Le constable avait passé sous son bras le panier où il avait mis le cochon. La femme s’était enfuie comme si elle eût vu le diable.

Hendon revint à pas de loup dans la salle de justice. Le constable l’y suivit presque aussitôt et déposa prudemment sa précieuse acquisition dans un coin.

Le magistrat écrivait toujours.

Enfin il s’arrêta, fixa ses lunettes sur son nez et lut au roi, d’une voix traînante, la sentence qui le condamnait à être emprisonné dans la prison commune, pour ensuite être fouetté en place publique.

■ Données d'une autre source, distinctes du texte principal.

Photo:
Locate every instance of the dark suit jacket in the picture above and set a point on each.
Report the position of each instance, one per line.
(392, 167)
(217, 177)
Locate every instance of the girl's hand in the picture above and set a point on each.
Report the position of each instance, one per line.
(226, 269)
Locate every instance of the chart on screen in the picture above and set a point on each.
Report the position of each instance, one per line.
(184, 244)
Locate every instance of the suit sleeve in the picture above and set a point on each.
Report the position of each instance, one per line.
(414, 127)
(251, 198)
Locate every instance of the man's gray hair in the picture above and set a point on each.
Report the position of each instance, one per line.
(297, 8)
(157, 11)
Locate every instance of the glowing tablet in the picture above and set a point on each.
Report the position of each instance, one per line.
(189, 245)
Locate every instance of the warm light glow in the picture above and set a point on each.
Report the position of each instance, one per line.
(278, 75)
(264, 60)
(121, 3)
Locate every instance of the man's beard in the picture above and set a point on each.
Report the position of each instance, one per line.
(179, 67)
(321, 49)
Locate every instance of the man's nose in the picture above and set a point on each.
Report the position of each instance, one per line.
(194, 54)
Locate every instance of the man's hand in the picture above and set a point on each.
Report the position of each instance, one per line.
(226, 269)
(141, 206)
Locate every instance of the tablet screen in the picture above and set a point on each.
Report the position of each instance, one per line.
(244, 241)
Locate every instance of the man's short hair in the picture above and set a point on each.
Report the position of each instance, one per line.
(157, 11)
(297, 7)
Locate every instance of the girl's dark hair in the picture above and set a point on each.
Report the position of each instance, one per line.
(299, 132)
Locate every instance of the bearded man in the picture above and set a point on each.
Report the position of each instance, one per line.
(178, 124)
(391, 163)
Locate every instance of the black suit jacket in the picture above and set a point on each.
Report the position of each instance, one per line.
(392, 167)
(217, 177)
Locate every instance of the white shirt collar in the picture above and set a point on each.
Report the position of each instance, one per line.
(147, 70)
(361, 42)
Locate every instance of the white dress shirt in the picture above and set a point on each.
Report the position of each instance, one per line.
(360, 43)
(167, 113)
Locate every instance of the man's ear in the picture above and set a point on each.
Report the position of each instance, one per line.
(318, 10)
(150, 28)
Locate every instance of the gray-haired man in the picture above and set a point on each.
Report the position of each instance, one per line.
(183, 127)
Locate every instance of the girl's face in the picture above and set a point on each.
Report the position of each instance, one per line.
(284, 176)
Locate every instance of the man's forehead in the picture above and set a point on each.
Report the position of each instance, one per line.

Le roi abasourdi ouvrit la bouche. Il allait donner l’ordre d’arrêter le juge et de lui trancher la tête sans autre explication, mais un geste de Hendon l’arrêta, et il ferma la bouche avant que les paroles ne fussent arrivées à ses lèvres.

Hendon lui prit la main, s’inclina devant le magistrat, et suivit le constable qui les conduisit à la prison.

Ils avaient à peine mis le pied dans la rue, que le roi retira sa main avec violence et s’écria indigné :

— Me laisser mener en prison, jamais ; on me tuera d’abord.

Hendon se baissa vers l’enfant, et dissimulant sa voix pour n’être pas entendu par le constable :

— Ayez confiance en moi ! N’aggravez pas notre situation par vos discours inconsidérés. Laissez-moi faire, vous dis-je, et si je ne réussis pas, à la grâce de Dieu. Ce qui est est, vous avez beau vous démener, vous n’y pouvez rien changer. Donc paix et patience ! Encore une fois, laissez-moi faire, tout n’est pas perdu. Qui vivra verra !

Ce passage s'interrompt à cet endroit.